Though I am not particulary religious, I pray to whatever higher power there is that the last moments of Steve Jobs life were filled with peace and bliss. I would like to imagine that with his last mortal breath he felt a sense of serenity, a sense of calm, and a sense of fullfillment. I wish this for Steven Paul Jobs the man, not the iconic image that most of us only know him as. I wish this for his wife and his children, the family that he once told U2′s Bono were his “real pride.”
But as much as I wanted to believe this vision, with a design as elegant as the products he imagined and created, it didn’t ring true to me. Perhaps I am greedy, but as I have thought about the passing of Steve Jobs over the past 24 hours, as much as I have tried to focus on the life changing innovations his genius spawned, I find myself feeling bitter about the loss of the things that were to come.
My parent’s generation were crushed by the loss of JFK, and the lingering sorrow of the great things he could have accomplished. I find myself feeling that way about Mr. Jobs. I wanted to watch decades more of his “One More Thing” announcements, to see once again the unveiling of things I could never have imagined, but that he could in his sleep.
But then I felt guilty and selfish as I know that for his loved ones, the “One More Thing” they would have traded the world and all the Apple products in for would be one more day with their “dad” or “husband”.
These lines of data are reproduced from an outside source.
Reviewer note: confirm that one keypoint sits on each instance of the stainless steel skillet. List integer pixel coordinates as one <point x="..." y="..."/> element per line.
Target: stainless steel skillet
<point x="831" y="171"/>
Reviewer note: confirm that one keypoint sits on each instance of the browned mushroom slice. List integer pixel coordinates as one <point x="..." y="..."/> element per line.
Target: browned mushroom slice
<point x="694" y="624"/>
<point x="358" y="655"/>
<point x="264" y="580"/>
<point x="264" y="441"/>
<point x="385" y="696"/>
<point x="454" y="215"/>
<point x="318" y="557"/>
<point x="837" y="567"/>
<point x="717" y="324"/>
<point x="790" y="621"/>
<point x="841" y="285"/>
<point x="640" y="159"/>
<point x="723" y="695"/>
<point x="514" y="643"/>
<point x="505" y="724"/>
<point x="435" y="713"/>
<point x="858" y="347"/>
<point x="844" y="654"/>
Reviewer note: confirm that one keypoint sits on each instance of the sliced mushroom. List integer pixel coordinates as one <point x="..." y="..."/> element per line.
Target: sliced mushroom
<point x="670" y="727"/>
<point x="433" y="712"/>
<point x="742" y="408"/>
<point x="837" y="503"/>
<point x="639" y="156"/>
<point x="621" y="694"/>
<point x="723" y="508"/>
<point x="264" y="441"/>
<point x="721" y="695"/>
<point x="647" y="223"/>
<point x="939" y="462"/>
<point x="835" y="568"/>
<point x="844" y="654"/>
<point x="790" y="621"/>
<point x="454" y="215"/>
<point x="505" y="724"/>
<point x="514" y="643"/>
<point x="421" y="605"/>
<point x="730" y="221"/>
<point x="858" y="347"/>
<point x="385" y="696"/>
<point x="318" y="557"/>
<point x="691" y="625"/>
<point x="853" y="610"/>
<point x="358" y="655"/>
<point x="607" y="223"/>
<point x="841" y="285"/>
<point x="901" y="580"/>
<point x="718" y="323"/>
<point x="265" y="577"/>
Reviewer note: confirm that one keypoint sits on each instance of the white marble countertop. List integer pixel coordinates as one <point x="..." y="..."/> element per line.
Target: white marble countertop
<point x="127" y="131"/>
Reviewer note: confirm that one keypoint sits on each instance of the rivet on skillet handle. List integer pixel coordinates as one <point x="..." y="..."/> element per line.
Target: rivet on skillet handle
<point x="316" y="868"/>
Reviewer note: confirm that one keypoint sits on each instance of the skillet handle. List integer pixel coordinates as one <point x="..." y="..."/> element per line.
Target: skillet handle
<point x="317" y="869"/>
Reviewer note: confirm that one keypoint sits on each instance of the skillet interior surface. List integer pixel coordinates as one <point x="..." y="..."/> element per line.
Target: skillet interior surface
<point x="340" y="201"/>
My real vision of Steve Jobs last moments was one of sadness for the loss of a family he loved, but also one of frustration. I can’t imagine how painful it must have been to actually be Steve Jobs, with a mind, and heart, and soul that was otherworldly. To be Steve Jobs with so many ideas, and so much left to do, knowing that the end was coming. To be Steve Jobs and to know he would not be there to see the final realization of his dreams and ideas.
And then it hit me….
In my limited way of thinking, I imagined his life as journey with a beginning and an end, but people like Steve Jobs don’t think in those terms. In fact, there was no end to his dreams and ideas. To lose him at fifty-six is a tradgedy, but no matter what the age Steve left this earth, we could have rightly wondered what he was left to accomplish.
With that said, I would now like to think that he understood that at the end of his life. That he knew that leaving a life unfinished, meant that it was one lived always looking to the future, with infinite possibilities, and unending potential. One lived to the fullest every waking minute, of every waking hour, of every waking day. One that you should always live in eternal pursuit of “One More Thing”.
I hope that was the way that Steve Jobs left us. And I hope that his loss to his family and friends and those that truly knew him is ever so slightly lightened by knowing that his life and the way he lived it was a greater inspiration and will benefit mankind more than anything else he did.